Mainz 05: Tuchels Rundum-Sorglos-Paket
02.09.2010 - MAINZ
Von Roland Hessel
Mit Last-Minute-Zugang Malik Fathi steht der Kader des so prächtig in die Saison gestarteten Fußball-Bundesligisten FSV Mainz 05 endgültig fest. Coach Thomas Tuchel kann aus 24 Feldspielern auswählen, um den schon vorhandenen sechs Punkten möglichst schnell möglichst viele hinzuzufügen. Und eines ist jetzt schon klar: Da das Niveau in der Breite dicht wie nie zuvor bei den Rheinhessen ist, hat der Trainer eine Vielzahl von Möglichkeiten, sein Team sowohl personell wie auch spieltaktisch zu variieren. Die AZ-Analyse.
Tor
Der einzige Bereich, in dem die Pflöcke fest eingeschlagen sind. Solange die unangefochtene Nummer eins, Heinz Müller, verletzt ist, wird Christian Wetklo das Tor hüten. Nur wenn dieser in eine Krise rutscht oder sich ebenfalls verletzt, steht Routinier Martin Pickenhagen bereit. An dieser Rangfolge wird sich im Laufe der Runde auch nichts ändern.
Abwehr
Vier Innenverteidiger streiten um zwei Positionen. Derzeit gesetzt sind die erfahrenen Nikolce Noveski und Bo Svensson. Als erste Alternative steht Niko Bungert bereit, der auch - wie zuletzt in Wolfsburg - eine richtig gute Alternative ist, wenn Tuchel auf eine Dreier-Abwehrkette setzt. Jan Kirchhoff gehört indes die Zukunft. Der 19-Jährige wird im Laufe der Saison zumindest im Kader auftauchen, vielleicht sogar schon erste Einsatzzeiten bekommen.
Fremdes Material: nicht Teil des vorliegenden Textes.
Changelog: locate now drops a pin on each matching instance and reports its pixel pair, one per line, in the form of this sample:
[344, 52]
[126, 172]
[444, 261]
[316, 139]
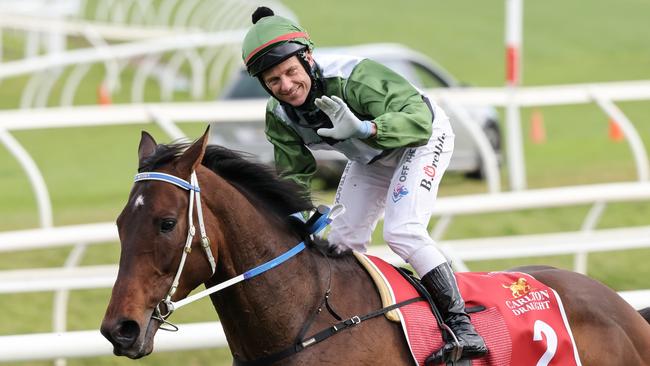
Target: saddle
[521, 320]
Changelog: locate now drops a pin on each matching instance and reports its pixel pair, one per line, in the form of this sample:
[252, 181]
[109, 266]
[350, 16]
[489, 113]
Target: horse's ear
[192, 157]
[147, 146]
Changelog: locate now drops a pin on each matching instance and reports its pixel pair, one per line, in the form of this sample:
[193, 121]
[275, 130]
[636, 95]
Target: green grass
[89, 170]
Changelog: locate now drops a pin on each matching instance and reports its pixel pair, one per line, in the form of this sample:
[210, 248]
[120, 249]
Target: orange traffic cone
[537, 130]
[615, 132]
[103, 95]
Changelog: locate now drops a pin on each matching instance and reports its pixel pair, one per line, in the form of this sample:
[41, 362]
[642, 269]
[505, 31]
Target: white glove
[346, 124]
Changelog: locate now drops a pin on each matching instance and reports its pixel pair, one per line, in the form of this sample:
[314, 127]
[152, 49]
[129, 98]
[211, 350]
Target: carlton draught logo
[525, 298]
[519, 288]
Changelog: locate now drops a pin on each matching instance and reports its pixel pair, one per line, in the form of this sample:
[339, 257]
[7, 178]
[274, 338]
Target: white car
[417, 68]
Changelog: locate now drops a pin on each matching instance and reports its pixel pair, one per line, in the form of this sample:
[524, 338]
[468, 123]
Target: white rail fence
[200, 335]
[168, 115]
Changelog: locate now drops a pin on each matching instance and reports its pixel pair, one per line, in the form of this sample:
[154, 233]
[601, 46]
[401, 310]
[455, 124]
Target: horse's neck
[264, 312]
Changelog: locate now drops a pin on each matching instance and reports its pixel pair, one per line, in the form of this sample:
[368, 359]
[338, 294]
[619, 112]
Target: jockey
[398, 143]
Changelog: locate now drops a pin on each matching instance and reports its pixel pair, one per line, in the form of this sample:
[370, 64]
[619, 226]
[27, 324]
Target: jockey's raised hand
[346, 124]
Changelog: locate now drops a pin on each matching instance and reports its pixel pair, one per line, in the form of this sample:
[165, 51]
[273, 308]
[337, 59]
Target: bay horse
[244, 222]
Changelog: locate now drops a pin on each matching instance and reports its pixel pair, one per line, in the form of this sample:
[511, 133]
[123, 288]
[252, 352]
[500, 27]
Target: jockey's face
[288, 81]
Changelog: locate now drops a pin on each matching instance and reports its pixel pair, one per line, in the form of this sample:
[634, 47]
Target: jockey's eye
[167, 225]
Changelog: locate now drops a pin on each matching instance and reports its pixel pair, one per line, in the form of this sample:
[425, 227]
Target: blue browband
[166, 178]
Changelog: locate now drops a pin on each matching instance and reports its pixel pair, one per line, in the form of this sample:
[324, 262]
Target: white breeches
[403, 186]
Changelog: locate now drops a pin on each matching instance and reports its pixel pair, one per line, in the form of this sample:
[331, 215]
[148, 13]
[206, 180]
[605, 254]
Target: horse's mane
[255, 180]
[258, 182]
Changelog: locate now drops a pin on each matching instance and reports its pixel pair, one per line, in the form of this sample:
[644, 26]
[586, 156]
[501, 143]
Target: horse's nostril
[126, 332]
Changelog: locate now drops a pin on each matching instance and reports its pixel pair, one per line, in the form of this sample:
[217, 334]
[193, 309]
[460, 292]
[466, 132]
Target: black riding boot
[442, 286]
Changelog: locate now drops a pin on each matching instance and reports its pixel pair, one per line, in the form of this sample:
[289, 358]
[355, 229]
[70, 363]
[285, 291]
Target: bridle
[315, 225]
[195, 195]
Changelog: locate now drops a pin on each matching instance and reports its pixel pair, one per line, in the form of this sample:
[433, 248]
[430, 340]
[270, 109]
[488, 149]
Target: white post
[515, 150]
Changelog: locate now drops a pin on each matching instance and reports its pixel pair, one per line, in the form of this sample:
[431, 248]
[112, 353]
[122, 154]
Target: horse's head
[154, 229]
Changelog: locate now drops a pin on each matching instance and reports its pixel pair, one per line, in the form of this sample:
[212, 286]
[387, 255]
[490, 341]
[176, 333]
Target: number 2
[540, 328]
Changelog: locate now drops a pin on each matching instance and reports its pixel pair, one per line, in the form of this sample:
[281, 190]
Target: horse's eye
[167, 225]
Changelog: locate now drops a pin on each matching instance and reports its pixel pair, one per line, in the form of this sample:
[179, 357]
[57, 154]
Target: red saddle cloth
[523, 322]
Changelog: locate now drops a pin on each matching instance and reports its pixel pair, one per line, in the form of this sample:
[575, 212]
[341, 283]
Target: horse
[245, 221]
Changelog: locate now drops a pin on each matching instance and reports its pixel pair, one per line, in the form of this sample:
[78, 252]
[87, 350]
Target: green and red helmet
[271, 40]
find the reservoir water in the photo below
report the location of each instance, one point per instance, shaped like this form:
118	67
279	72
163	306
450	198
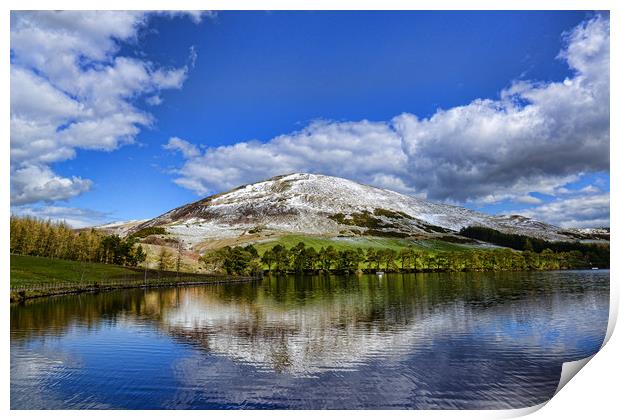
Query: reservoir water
412	341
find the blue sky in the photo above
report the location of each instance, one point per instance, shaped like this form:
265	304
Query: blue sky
263	85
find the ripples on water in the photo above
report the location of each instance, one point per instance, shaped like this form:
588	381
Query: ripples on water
492	340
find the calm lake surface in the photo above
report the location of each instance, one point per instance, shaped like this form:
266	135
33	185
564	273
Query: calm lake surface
483	340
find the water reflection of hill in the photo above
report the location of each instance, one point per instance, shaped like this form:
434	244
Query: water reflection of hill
303	325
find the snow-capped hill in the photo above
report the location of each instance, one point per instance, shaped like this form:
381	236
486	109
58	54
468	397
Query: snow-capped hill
325	205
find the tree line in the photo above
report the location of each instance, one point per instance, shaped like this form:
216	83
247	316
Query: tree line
45	238
596	254
303	259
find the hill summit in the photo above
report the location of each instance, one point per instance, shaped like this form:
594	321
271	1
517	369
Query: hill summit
312	204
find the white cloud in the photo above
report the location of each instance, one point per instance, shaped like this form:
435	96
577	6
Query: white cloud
187	149
534	133
71	90
33	183
579	211
75	217
536	137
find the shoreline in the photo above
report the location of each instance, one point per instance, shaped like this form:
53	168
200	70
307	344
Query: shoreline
16	297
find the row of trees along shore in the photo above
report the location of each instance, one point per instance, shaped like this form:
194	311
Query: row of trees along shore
302	259
44	238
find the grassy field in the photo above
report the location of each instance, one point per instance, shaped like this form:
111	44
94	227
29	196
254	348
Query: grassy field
429	245
27	270
39	276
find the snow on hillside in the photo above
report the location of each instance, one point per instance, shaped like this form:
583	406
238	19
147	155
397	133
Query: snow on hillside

Für die Außenverteidigung hat Tuchel reichlich Variationsmöglichkeiten. Links streiten sich Malik Fathi (kann auch innen spielen) und Christian Fuchs (kann auch im Mittelfeld aufgeboten werden) auf Augenhöhe. Dahinter, aber wohl derzeit ohne wirkliche Chance, steht mit Zsolt Löw ein weiterer klassischer Linksverteidiger parat. Rechts ist der zweikampfstarke Radislav Zabavnik gesetzt, kann aber - falls die Ausrichtung noch offensiver sein soll - durch Florian Heller vertreten werden. Heller, der auch im Mittelfeld beide Außenbahnen besetzen kann, hat zudem schon bewiesen, dass er auch einen richtig guten Linksverteidiger geben kann. Für rechts käme zudem noch Bungert in Frage.
Mittelfeld
Die Qual der Wahl und eine Fülle von Möglichkeiten. Mit Miroslav Karhan, Elkin Soto und Eugen Polanski stehen Tuchel drei „Sechser“ von Format zur Verfügung. Auch Neuzugang Marco Caligiuri hat (gegen Stuttgart) seine Bundesligatauglichkeit schon bewiesen. Team-Senior Karhan kann, wie noch unter Jürgen Klopp zu Zweitligazeiten bewiesen, auch die rechte Seite beackern, Soto über links kommen oder zentral hinter den Spitzen oder der Spitze spielen.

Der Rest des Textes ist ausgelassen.